Papa Francisco recorre também às etimologias: solidariedade tem a mesma raiz de “sólido”, porque reduzir a desigualdade é o que garante a estabilidade de uma sociedade. Interessante: num mundo que exalta a solidez e a segurança dos muros, que aparentemente nos protegem dividindo quem tem de quem não tem, o Papa afirma que a verdadeira solidez está... nas redes de relações. Algo muito mais flexível e capaz de se adaptar à fluidez das mudanças. Uma rede capaz de pescar, isto é, de salvar, a humanidade arrasada pelos fluxos desordenados das tempestades de hoje.
Ministerialidade
Somos gente nova vivendo a união, somos povo semente de uma nova nação ê, ê. Somos gente nova vivendo o amor, somos comunidade, povo do Senhor, ê, ê... (Zé Vicente)
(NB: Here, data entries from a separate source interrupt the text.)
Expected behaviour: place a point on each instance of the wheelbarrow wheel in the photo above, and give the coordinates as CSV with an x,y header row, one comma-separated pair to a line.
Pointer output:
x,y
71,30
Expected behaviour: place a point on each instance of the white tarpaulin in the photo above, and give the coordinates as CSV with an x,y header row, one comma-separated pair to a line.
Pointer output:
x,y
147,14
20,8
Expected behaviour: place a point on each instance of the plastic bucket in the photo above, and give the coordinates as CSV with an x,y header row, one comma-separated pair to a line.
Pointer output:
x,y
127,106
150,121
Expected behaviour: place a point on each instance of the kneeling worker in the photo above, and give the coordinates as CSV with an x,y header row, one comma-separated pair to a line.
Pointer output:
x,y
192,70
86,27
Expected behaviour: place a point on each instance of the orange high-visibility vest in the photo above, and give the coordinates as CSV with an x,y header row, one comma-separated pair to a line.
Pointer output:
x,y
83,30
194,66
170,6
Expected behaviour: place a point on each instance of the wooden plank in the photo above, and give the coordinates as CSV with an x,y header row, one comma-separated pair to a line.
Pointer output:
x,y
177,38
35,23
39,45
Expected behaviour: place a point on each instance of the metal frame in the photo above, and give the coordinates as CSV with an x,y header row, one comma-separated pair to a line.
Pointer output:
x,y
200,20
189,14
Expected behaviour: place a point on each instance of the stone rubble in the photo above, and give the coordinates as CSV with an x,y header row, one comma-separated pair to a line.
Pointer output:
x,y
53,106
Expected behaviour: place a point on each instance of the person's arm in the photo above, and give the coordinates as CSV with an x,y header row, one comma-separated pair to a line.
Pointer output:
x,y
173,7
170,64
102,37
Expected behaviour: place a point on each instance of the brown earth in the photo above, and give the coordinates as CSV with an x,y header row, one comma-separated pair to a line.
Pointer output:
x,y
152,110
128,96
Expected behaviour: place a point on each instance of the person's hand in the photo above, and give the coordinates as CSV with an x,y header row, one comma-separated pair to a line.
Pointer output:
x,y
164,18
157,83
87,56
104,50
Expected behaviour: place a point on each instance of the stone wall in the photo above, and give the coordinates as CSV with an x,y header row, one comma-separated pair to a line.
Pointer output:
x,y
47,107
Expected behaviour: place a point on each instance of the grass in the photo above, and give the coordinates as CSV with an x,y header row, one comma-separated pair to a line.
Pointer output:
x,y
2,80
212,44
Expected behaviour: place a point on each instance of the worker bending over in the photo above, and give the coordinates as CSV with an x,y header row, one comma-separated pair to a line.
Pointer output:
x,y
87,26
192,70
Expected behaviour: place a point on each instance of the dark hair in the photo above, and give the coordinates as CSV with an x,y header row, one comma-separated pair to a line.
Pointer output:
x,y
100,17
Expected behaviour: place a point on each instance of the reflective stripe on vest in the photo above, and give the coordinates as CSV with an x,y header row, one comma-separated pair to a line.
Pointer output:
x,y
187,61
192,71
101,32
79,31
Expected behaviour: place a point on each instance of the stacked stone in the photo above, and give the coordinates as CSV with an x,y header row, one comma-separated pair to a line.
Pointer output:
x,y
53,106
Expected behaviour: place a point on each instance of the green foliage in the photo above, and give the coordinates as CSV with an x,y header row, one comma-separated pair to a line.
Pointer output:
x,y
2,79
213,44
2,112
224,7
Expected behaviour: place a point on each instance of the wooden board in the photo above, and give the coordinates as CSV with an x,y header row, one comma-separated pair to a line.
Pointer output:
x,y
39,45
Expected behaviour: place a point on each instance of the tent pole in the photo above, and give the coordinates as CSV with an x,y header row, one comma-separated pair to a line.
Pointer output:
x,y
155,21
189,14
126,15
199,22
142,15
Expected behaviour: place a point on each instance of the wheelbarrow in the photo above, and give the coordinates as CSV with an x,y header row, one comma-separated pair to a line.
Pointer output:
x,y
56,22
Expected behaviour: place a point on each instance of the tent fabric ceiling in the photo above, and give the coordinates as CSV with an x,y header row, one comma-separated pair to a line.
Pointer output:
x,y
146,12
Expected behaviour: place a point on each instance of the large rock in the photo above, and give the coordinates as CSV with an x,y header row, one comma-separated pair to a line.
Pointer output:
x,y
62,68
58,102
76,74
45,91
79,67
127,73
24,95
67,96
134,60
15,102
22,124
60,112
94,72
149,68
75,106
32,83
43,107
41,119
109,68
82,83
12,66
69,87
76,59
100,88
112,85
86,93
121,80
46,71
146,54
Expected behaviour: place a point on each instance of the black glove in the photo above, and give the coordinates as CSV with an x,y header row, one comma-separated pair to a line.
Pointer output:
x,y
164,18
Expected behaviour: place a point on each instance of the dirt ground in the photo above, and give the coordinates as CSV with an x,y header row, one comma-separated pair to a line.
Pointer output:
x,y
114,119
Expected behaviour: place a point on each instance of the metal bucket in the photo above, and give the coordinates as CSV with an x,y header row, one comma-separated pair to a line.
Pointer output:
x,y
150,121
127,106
A valorização da ministerialidade que as CEBs assumiram na prática, bem antes dos recentes apelos sinodais, se fundamenta na dignidade comum dos cristãos/as, habitados pelo mesmo Espírito, graças ao Batismo.
«Há diversidade de carismas, mas o Espírito é o mesmo; há diversidade de serviços, mas o Senhor é o mesmo; há diversidade de atividades, mas é o mesmo Deus que realiza tudo em todos. A cada um é dada a manifestação do Espírito para o bem comum» (1Cor 12,4-7).
Além de ser um princípio eclesiológico, um novo modo se viver e pensar a Igreja, a ministerialidade das CEBs nasce como resposta pastoral e criativa aos apelos da realidade. “Não há realidade alguma verdadeiramente humana que não encontre eco no coração [da Igreja]”, dizia o Concílio Vaticano II (GS 1); ao mesmo tempo, não é preciso que na Igreja tudo seja referido a seus pastores: este eco de compaixão e compromisso se faz ação subsidiária e articulada nos diversos ministérios que uma comunidade pode instituir.
Há, nas CEBs, um profundo espírito sinodal, se bem nos documentos preparatórios ao Sínodo para uma Igreja sinodal se faça pouca referência a elas (na Síntese da etapa continental fala-se da paróquia como “comunidade de comunidades” e da importância das “pequenas comunidades” (76); citam-se as “comunidades de base” numa breve passagem ao n. 79).
Ao contrário, o Documento de Santarém (42-48) fala abertamente das CEBs, relança o desafio de uma inculturação dos ministérios e exorta ao reconhecimento das mulheres nas instâncias de decisão e no ministério de dirigentes de comunidade.
Se quisermos ser uma Igreja atenta aos gritos da realidade e capaz de respondê-los, precisamos dar espaço à inventividade e à ousadia, na instituição de ministérios e ações pastorais que abram novos caminhos nos âmbitos do cuidado, do diálogo interreligioso, da incidência política, da solidariedade, dos estilos de vida...
As CEBs, livres e criativas, têm um papel essencial nisso, tanto dentro da Igreja, como na sociedade: é impressionante, nos diversos encontros realizados pela 6ª Semana Social Brasileira junto aos movimentos populares, o número esmagador de lideranças que agradecem as CEBs pelo despertar de sua vocação militante.
Que venham muitas outras pessoas, ministérios e organizações sociais comprometidas, à luz do Evangelho, pela vida, a justiça e a paz!
[1] Hna. Mónica Benavides, hdv, palestra proferida no seminário da CLAR sobre Território como lugar teológico.